The dataset we'll use represents major river basins of North Carolina (source: https://data-ncdenr.opendata.arcgis.com/datasets/ncdenr::major-river-basins), a copy of which has been downloaded into the data folder as `Major_Basins.shp`. 

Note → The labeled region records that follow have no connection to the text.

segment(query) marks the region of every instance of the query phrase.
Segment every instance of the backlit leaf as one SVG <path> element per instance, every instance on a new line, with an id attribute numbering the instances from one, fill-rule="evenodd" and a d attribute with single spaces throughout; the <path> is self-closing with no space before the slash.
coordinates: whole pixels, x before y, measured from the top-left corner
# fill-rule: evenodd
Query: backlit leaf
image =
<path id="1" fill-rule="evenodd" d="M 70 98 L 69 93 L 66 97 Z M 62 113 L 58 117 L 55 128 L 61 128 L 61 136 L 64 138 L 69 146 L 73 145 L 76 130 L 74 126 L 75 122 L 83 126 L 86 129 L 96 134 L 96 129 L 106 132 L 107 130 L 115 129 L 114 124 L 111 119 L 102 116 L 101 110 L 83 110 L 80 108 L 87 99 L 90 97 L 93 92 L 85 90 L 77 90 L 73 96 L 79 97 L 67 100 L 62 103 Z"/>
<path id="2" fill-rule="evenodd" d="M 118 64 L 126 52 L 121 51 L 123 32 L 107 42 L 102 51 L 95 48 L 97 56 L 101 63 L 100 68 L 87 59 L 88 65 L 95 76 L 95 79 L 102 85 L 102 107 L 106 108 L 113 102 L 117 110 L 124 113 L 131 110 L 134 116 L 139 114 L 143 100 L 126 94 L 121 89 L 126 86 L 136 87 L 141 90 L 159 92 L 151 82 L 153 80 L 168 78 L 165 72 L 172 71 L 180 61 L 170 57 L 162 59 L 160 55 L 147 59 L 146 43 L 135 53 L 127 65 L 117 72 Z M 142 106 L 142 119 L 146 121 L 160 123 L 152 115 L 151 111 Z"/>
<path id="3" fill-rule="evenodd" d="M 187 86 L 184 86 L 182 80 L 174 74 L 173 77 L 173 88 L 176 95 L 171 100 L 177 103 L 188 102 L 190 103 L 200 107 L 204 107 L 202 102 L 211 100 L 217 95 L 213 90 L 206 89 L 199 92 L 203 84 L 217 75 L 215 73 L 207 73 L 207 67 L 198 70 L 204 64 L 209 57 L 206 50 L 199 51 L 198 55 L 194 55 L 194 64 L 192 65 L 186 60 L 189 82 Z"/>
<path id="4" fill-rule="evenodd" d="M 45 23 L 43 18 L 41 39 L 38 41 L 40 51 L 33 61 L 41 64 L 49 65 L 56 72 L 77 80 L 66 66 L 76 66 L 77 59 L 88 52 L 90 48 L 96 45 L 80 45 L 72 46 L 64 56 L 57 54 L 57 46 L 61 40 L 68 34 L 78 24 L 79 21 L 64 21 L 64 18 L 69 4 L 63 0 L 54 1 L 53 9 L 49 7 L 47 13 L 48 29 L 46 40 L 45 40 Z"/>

#### Step 1. Importing shapefiles using `from_featureclass()`
Importing feature classes using GeoPandas is easy with the `from_featureclass()` command. 

In [14]:
#Explore the GeoAccessor's from_featureclass() command
GeoAccessor.from_featureclass?

In [16]:
#Read the shapefile into a GeoPandas geodataframe
sdf_shp = GeoAccessor.from_featureclass('../data/Major_Basins.shp')

In [17]:
#Examine the data
sdf_shp.head()

Unnamed: 0,FID,FID_1,Basin,Sq_Miles,Acres,Name,PlanLink,SHAPE_Leng,SHAPE_Area,SHAPE
0,0,1,BRD,1513.894812,968892.7,Broad,https://deq.nc.gov/about/divisions/water-resou...,558125.8,-5910819000.0,"{""rings"": [[[-9213866.2715, 4173023.750500001]..."
1,1,2,CAT,3285.405145,2102659.0,Catawba,https://deq.nc.gov/about/divisions/water-resou...,856740.0,-12897940000.0,"{""rings"": [[[-9094141.1919, 4320798.406099997]..."
2,2,3,CHO,1298.283191,830901.2,Chowan,https://deq.nc.gov/about/divisions/water-resou...,466571.5,-5193827000.0,"{""rings"": [[[-8531329.2013, 4376184.236199997]..."
3,3,4,CPF,9163.594976,5864701.0,Cape Fear,https://deq.nc.gov/about/divisions/water-resou...,1392877.0,-35644020000.0,"{""rings"": [[[-8873544.7811, 4349237.935599998]..."
4,4,5,FBR,2828.806116,1810436.0,French Broad,https://deq.nc.gov/about/divisions/water-resou...,721696.7,-11123080000.0,"{""rings"": [[[-9151379.6031, 4322288.984700002]..."


In [21]:
#What is the spatial reference of the data
sdf_shp.spatial.sr

{'wkid': 102100, 'latestWkid': 3857}

In [23]:
#Plot the data...
sdf_shp.spatial.plot()

MapView(layout=Layout(height='400px', width='100%'))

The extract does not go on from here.